The Straight Story (1999)

Quartile rating: 8/10 · 1 rating

Retired farmer and widower Alvin Straight learns one day that his distant brother Lyle has suffered a stroke and may not recover. Alvin is determined to make things right with Lyle while he still can, but his brother lives in Wisconsin, while Alvin is stuck in Iowa with no car and no driver's license. He then has the idea of making the trip on his old lawnmower, thus beginning a picturesque and at times deeply spiritual odyssey.

The Quartile Take

David Lynch's most uncharacteristically tender film is a quietly radical achievement — a road movie traversed at five miles per hour on a lawnmower, stripped of all Lynchian menace yet unmistakably his in its patient observation of American heartland life.
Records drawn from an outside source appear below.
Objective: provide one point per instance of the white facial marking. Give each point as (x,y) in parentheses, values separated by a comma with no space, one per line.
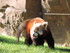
(40,31)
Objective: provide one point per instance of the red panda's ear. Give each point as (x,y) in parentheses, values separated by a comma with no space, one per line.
(45,24)
(34,22)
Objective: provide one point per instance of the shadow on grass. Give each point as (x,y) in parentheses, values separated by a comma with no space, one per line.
(63,49)
(9,40)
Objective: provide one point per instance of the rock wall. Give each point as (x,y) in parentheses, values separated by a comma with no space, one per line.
(59,24)
(13,12)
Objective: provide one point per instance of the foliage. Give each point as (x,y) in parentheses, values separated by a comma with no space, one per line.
(8,45)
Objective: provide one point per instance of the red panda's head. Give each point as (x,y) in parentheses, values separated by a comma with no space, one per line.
(37,29)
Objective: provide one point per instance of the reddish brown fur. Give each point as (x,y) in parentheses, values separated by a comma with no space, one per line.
(27,25)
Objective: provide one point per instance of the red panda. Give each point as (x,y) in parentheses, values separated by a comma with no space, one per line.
(37,32)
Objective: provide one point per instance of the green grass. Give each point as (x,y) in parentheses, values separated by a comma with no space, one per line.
(8,45)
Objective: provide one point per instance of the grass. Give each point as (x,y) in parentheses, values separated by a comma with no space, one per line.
(8,45)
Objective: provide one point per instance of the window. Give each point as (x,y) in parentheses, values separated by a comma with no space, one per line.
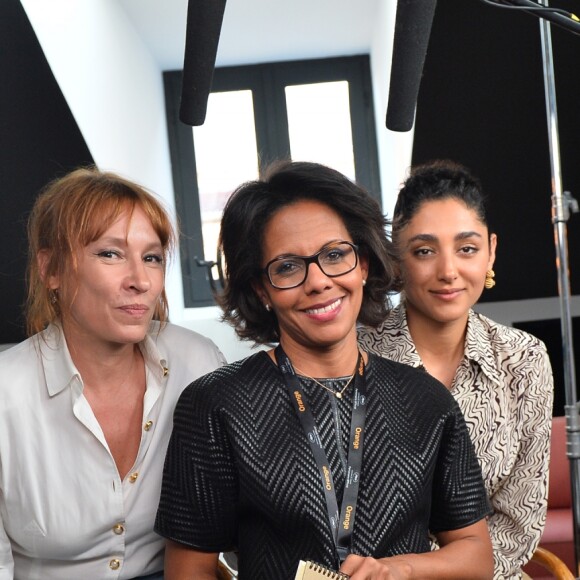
(316,110)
Richard Farnsworth delivers one of cinema's great late-career performances, radiating weathered dignity and quiet grief in virtually every frame. Freddie Francis's cinematography bathes the Iowa and Wisconsin landscape in golden, elegiac light that feels genuinely transporting. The film's novelty lies in its paradox: Lynch, the king of the uncanny, making his most straightforwardly humanist work — yet the result is singular and irreducible, no one else could have made it feel quite this way. The plot is deliberately, even defiantly simple, which is both its strength and its limitation — some passages meander without adding much. The ending, though emotionally resonant in its restraint, deliberately withholds catharsis, which some will find profound and others underfulfilling.